Pendant cinq siècles, l'écriture restera, sur ce
modèle, limitée à de courtes inscriptions - des "énoncés titres" - désignant
un souverain, une bataille, une quantité. Pourquoi si longtemps ? Nul ne le
sait. C'est aux environs de 2700 avant Jésus-Christ, sous le règne du
pharaon Djoser, qu'apparaissent des phrases construites, avec sujet, verbe
et compléments. "Ce progrès fondamental s'explique par le développement
des pratiques religieuses et des rites funéraires, qui demandent tout un
arsenal de formules élaborées", commente Guillemette Andreu-Lanoë,
directrice du département des antiquités égyptiennes du musée du Louvre. Et
c'est dans les pyramides, tombeaux des pharaons, que les hiéroglyphes
prennent toute leur dimension. Cette écriture figurative, qui puise ses
images dans la réalité, repose sur un système complexe, combinant
idéogrammes (signes-idées) et phonogrammes (signes-sons). Elle permet
néanmoins une lecture aisée. Gravés dans la pierre, en creux ou en relief,
les hiéroglyphes se parcourent en effet dans quatre directions
(horizontalement, de gauche à droite et inversement, verticalement). Les
textes funéraires qu'ils composent - mêlant prières, conseils pratiques et
formules magiques - assurent aux souverains une survie éternelle...
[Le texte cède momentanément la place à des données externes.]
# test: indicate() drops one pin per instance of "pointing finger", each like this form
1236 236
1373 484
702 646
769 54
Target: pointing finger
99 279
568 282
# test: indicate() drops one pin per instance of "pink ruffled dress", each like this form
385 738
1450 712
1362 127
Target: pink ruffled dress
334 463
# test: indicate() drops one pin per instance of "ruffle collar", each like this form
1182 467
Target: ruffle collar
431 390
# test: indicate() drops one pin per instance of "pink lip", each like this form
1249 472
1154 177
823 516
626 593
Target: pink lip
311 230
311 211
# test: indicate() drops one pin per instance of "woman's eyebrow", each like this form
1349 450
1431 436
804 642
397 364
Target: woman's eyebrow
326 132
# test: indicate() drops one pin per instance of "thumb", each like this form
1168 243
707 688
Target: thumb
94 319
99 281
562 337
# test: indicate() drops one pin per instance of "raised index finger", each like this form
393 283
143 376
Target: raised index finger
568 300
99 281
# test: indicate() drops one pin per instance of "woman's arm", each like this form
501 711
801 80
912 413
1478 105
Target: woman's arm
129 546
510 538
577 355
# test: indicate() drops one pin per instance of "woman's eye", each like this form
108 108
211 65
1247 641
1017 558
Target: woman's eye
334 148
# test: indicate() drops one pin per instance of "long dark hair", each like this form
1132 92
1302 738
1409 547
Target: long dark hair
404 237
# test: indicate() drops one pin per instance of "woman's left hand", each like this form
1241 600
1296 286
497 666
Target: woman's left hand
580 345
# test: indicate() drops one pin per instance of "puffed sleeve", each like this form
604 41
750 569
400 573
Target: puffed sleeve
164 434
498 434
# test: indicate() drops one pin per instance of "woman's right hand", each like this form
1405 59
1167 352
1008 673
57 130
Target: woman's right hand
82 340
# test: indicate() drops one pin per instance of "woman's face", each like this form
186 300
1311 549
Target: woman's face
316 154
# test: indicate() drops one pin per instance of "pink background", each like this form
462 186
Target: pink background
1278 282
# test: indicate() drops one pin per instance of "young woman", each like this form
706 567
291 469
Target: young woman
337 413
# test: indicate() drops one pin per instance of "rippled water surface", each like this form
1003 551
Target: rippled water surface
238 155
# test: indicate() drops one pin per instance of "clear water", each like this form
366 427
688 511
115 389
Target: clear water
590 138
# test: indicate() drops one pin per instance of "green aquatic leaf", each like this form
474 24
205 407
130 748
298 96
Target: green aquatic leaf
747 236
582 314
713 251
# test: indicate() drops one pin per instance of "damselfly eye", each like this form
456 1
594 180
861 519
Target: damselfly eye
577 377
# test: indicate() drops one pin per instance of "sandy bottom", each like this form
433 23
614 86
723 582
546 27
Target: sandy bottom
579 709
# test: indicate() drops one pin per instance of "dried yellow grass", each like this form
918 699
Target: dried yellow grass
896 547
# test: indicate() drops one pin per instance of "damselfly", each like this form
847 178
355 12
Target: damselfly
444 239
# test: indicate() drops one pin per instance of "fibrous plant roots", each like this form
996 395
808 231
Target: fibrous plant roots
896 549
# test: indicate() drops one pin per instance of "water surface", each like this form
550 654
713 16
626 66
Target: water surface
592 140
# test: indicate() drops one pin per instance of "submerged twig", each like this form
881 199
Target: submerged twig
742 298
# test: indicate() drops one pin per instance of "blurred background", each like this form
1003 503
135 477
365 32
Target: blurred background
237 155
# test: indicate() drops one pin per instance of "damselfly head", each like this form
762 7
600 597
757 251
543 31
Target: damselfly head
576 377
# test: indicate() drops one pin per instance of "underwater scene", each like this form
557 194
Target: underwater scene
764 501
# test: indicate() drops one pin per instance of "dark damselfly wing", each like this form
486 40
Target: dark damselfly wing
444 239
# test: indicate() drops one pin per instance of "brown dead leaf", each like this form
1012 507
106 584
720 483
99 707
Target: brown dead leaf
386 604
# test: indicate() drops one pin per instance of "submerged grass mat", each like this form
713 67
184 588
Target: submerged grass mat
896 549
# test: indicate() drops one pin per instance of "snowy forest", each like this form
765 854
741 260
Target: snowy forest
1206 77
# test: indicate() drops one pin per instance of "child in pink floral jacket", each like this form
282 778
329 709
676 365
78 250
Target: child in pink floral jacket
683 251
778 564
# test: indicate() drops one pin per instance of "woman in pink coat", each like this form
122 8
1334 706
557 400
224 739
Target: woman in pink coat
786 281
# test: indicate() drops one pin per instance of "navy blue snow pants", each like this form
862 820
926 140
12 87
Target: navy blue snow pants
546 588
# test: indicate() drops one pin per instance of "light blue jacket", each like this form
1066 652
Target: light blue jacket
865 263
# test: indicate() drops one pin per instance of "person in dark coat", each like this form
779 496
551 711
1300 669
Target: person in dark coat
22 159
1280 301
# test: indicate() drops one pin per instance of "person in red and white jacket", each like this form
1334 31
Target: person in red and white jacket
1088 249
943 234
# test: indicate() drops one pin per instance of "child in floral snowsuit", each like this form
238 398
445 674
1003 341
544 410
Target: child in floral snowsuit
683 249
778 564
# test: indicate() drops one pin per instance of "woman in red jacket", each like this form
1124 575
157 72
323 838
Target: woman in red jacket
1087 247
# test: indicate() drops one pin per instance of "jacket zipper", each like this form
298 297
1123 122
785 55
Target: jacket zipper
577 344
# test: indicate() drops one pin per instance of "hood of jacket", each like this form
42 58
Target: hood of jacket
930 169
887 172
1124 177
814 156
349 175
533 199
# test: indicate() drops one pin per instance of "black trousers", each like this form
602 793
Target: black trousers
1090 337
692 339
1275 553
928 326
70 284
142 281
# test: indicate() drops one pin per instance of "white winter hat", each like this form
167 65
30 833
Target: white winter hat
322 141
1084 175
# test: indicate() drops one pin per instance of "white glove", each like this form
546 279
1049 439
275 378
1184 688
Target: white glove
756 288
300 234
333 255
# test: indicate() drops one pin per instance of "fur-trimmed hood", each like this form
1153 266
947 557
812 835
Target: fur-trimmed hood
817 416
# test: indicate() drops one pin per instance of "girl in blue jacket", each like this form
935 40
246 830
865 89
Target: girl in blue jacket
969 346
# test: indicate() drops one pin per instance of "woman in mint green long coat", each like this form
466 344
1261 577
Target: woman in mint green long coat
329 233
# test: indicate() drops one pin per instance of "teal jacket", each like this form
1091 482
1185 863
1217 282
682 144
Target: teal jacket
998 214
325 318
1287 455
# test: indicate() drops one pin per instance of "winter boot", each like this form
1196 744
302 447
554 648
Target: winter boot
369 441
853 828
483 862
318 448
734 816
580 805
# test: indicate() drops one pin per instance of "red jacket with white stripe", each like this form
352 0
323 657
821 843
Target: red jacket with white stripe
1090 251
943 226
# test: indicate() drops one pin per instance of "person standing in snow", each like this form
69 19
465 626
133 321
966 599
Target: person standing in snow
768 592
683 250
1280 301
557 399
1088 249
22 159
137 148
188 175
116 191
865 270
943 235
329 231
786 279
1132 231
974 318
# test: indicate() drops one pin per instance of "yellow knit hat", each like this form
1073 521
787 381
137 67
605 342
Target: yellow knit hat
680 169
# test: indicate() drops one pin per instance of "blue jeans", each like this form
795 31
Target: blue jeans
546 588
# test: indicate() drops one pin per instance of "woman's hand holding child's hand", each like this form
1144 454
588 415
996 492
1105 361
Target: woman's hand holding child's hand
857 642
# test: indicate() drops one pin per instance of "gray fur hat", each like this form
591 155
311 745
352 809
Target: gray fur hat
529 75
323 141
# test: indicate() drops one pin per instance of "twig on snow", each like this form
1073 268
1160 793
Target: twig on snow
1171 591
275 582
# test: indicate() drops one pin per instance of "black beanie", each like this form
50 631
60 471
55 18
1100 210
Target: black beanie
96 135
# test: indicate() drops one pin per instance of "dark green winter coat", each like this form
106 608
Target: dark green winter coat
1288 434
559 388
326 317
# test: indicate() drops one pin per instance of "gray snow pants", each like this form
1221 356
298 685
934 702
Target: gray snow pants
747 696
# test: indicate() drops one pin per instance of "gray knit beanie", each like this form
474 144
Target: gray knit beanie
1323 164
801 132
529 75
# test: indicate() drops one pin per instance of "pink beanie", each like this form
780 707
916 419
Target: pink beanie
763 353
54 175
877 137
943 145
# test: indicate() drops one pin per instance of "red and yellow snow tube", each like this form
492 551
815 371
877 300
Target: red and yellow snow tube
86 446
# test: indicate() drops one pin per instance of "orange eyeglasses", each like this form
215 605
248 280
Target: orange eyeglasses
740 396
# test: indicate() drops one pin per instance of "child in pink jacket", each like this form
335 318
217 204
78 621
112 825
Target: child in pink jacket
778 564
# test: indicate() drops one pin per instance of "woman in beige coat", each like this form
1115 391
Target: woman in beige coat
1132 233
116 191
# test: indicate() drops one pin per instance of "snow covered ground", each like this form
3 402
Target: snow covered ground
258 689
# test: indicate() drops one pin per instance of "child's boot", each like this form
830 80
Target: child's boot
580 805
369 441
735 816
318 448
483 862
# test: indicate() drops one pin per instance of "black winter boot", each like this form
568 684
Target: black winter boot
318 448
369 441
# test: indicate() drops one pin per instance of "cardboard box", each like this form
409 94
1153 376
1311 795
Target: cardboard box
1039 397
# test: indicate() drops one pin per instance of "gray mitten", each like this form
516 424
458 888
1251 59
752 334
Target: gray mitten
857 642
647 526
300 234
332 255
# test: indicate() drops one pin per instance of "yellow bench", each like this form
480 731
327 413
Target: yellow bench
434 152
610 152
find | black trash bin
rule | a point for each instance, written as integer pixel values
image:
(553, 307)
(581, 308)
Toutefois, les hiéroglyphes sont réservés aux monuments
religieux car leur maniement est trop compliqué pour une utilisation dans un
usage quotidien. Ainsi, deux écritures plus simples et plus rapides
apparaissent parallèlement : le
Hiératique (attestée au
III° millénaire av. J-C.) et le
démotique (VII° s av. J-C) qui se lisent de droite à gauche.
La conversion de l'Empire romain au christianisme va
entraîner la disparition de l'écriture hiéroglyphique : en 392 de notre ère,
Théodose ordonne, par édit, la fermeture des temples païens et par le fait
même, l'abandon de l'écriture des pharaons.